Andere wervingsinstrumenten
Bekkers ontdekte in dezelfde voetnoot een misplaatste passage. “Kwink zegt dat goede doelen naast telemarketing gebruikmaken van een groot aantal andere wervingsinstrumenten, waardoor stijging of daling van de eigen fondsenwerving ook andere redenen kan hebben dan de komst van het Bel-me-niet register. Er zijn natuurlijk ook andere vormen van werving, maar dit betekent niet dat daardoor geen conclusies getrokken kunnen worden over de effecten van het Bel-me-niet-register.'

Toeval
“Mijn interpretatie van de trends is dat goede doelenorganisaties juist succesvol zijn geweest in andere vormen van werving en dat mede daardoor in 2010 - ondanks de negatieve effecten van het Bel-me-niet-register, die ook Kwink signaleert – de inkomsten op peil zijn gebleven of zelfs licht zijn gestegen. Het opvallende is dat het Bel-me-niet-register, of de dreigende invoering ervan, niet de reden is geweest dat goede doelenorganisaties in andere vormen van fondsenwerving zijn gaan investeren. Dat was toeval”, aldus Bekkers.
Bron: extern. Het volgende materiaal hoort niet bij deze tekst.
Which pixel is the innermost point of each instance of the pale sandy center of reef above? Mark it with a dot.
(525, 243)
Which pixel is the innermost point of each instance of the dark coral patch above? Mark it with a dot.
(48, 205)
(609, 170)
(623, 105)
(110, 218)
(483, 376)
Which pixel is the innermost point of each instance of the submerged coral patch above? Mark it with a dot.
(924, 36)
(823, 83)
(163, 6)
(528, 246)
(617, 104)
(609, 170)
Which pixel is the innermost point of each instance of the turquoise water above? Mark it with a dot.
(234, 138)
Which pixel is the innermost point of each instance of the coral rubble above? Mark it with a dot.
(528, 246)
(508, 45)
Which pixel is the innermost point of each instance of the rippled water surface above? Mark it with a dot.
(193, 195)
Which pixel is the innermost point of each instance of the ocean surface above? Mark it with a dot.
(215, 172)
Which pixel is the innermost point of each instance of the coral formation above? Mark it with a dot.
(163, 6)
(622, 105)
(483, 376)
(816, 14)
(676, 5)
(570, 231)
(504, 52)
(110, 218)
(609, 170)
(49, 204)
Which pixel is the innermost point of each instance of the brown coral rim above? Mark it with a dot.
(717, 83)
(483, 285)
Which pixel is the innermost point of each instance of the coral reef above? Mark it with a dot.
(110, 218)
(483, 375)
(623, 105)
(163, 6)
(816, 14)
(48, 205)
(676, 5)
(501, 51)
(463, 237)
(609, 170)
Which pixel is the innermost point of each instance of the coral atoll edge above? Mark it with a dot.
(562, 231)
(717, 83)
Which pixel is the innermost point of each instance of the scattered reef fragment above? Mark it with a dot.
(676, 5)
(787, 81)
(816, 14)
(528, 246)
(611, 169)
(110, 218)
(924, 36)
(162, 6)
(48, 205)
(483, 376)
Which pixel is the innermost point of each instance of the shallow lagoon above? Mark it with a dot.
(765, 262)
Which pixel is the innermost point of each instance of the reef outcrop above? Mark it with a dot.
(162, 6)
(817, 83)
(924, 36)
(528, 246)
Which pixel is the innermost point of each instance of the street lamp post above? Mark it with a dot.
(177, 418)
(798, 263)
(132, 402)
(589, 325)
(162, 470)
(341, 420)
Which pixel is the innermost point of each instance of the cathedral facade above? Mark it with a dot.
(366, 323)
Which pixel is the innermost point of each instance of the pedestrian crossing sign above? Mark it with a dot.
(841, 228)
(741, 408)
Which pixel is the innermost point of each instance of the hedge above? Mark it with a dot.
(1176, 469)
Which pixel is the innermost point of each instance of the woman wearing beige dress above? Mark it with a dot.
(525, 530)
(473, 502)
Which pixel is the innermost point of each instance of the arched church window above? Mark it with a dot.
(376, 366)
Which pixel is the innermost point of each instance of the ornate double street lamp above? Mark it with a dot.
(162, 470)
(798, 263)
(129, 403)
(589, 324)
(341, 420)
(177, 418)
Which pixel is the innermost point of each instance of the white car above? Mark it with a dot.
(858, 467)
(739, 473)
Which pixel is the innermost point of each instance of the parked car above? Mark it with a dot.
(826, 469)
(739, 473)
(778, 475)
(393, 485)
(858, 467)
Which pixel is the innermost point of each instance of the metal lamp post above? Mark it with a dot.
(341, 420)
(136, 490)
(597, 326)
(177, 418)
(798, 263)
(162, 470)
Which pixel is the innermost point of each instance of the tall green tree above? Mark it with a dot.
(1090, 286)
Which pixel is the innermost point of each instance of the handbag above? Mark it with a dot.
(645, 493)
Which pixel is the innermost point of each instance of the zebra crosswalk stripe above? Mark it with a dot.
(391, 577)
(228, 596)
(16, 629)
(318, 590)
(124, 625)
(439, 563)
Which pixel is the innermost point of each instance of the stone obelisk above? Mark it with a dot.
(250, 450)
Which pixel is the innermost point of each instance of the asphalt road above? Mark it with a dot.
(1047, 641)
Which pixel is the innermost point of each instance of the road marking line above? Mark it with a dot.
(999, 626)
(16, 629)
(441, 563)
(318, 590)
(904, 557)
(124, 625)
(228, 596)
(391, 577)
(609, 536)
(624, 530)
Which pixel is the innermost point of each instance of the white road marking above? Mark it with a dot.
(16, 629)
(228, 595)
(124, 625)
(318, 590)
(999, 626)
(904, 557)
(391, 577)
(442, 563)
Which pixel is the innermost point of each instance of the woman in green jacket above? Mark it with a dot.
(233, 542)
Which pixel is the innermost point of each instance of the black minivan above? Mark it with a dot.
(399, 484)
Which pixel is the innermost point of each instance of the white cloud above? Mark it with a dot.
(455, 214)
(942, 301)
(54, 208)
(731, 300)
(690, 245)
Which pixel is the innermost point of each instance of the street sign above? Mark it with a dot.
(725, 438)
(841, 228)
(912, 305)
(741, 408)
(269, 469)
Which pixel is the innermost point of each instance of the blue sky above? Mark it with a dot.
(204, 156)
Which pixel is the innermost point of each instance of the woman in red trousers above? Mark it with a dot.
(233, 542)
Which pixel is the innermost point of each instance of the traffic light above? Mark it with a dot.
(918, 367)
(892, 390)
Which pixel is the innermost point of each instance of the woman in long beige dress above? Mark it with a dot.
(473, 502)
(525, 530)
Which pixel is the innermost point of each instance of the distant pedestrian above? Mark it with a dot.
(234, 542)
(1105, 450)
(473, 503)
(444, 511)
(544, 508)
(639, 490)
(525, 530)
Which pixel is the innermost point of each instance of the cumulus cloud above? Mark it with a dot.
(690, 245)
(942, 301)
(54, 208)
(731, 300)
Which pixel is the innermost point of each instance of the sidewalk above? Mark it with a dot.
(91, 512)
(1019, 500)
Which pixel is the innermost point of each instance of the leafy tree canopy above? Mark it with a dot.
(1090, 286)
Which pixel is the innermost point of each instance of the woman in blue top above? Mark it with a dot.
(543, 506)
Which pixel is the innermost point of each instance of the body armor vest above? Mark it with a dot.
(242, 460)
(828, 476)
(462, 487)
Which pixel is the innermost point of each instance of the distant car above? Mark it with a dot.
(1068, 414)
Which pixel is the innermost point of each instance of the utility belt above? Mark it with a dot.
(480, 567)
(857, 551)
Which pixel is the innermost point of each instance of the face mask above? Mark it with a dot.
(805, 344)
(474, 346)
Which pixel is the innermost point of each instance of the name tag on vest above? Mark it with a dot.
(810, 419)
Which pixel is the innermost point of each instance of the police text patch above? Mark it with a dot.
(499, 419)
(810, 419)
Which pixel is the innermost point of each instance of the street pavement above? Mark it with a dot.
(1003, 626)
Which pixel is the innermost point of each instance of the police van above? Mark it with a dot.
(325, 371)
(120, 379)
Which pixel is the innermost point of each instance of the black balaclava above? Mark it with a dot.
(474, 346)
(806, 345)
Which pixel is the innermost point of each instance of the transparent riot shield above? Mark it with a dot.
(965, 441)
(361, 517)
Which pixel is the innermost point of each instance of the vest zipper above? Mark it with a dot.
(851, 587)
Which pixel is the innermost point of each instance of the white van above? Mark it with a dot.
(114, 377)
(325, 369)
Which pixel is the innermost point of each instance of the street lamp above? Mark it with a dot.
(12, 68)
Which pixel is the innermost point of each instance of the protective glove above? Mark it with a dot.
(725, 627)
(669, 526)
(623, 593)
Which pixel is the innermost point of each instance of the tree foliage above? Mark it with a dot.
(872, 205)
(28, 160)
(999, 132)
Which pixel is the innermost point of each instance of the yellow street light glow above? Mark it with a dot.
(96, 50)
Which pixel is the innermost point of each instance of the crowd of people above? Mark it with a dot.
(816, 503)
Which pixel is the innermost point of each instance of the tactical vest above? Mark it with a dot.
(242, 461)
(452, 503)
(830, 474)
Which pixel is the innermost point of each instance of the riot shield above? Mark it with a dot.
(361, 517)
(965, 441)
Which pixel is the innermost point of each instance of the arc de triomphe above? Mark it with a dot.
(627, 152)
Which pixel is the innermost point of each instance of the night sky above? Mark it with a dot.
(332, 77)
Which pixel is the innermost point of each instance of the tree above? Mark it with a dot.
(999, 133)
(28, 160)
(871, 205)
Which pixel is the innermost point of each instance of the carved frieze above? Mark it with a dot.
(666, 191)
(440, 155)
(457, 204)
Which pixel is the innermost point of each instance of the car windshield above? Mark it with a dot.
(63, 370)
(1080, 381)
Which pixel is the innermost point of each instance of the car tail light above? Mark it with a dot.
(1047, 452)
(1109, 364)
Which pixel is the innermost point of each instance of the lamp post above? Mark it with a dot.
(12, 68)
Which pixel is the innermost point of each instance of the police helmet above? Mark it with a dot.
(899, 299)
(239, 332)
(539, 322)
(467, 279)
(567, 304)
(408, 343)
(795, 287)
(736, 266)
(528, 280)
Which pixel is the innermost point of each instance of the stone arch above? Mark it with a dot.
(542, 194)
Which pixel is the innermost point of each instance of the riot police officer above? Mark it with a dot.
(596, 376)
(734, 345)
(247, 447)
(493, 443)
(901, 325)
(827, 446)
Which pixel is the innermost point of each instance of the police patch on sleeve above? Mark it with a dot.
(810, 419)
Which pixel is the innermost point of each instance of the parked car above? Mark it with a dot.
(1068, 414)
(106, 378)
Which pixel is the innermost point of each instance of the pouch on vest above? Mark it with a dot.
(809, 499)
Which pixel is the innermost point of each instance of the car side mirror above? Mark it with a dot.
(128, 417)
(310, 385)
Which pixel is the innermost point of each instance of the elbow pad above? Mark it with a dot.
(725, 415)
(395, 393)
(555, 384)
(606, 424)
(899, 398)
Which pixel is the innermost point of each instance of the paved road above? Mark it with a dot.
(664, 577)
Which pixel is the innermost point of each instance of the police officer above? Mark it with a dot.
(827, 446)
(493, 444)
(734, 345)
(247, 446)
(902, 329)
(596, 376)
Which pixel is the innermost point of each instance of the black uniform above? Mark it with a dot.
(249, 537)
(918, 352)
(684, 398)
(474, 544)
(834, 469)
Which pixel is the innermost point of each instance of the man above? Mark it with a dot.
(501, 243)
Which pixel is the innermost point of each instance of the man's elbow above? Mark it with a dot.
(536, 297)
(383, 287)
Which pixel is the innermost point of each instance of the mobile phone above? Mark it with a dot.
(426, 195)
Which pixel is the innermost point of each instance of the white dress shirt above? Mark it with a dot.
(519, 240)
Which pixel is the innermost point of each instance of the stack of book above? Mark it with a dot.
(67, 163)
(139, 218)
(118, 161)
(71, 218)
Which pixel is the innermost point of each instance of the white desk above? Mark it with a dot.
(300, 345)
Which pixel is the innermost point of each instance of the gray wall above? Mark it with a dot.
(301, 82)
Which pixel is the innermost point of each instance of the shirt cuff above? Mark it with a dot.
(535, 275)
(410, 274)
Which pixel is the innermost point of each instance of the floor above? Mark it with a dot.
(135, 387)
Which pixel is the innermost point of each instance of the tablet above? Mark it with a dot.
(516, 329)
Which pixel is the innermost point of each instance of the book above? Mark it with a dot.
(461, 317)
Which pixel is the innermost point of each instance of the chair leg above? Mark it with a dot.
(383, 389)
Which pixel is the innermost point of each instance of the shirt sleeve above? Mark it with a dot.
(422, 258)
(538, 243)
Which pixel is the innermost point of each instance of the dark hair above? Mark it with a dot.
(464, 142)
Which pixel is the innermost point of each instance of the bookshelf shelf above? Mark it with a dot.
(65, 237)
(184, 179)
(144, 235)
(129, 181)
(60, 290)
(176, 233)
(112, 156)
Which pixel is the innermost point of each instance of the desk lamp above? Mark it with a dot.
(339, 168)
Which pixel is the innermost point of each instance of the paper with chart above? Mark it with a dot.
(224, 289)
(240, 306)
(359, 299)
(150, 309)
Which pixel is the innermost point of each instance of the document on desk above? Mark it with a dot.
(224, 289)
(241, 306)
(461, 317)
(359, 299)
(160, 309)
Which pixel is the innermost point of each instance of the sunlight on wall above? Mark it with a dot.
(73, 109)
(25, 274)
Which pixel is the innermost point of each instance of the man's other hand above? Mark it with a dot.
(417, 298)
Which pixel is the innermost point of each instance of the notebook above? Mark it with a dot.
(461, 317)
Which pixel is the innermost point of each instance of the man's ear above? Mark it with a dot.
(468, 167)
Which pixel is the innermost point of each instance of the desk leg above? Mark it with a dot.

Werving vrijwilligers bemoeilijkt
Een ander probleem is de werving van vrijwilligers. Ook dat wordt door het Bel-me-niet-register bemoeilijkt. De kosten van het telefonisch werven van collectanten zijn gestegen met minstens tien procent. In 2010 leverde de telefonische werving voor tweederde van de collecterende organisaties te weinig vrijwilligers op. Dat is bijna een verdubbeling ten opzichte van 2009. Bekkers: “Ook hier is het effect van het Bel-me-niet-register niet onomstotelijk vast te stellen, maar ik denk dat de invoering ervan de bereidheid om toe te zeggen heeft verminderd.”

Effect op werving donateurs valt mee
Er is ook een lichtpuntje. Het negatieve effect van het Bel-me-niet-register op de werving van donateurs lijkt mee te vallen. De kosten van telefonische werving zijn niet gestegen en de gemiddelde giften van nieuwe donateurs zijn op peil gebleven. Telefonische werving van nieuwe donateurs heeft al sinds 2009 steeds meer plaatsgemaakt voor methoden van werving, met name op straat en huis-aan-huis.

VFI in beraad
Verhagen deed aan het slot van zijn betoog de suggestie om bij het inschrijvingsproces eerder de mogelijkheid aan te bieden om aan te geven dat men nog wel gebeld kan worden door goede doelen. VFI: “Wij kunnen deze aanbeveling onderschrijven. In de komende weken zullen we ons in ieder geval beraden op de uitkomsten van de evaluatie en op de brief van de minister.”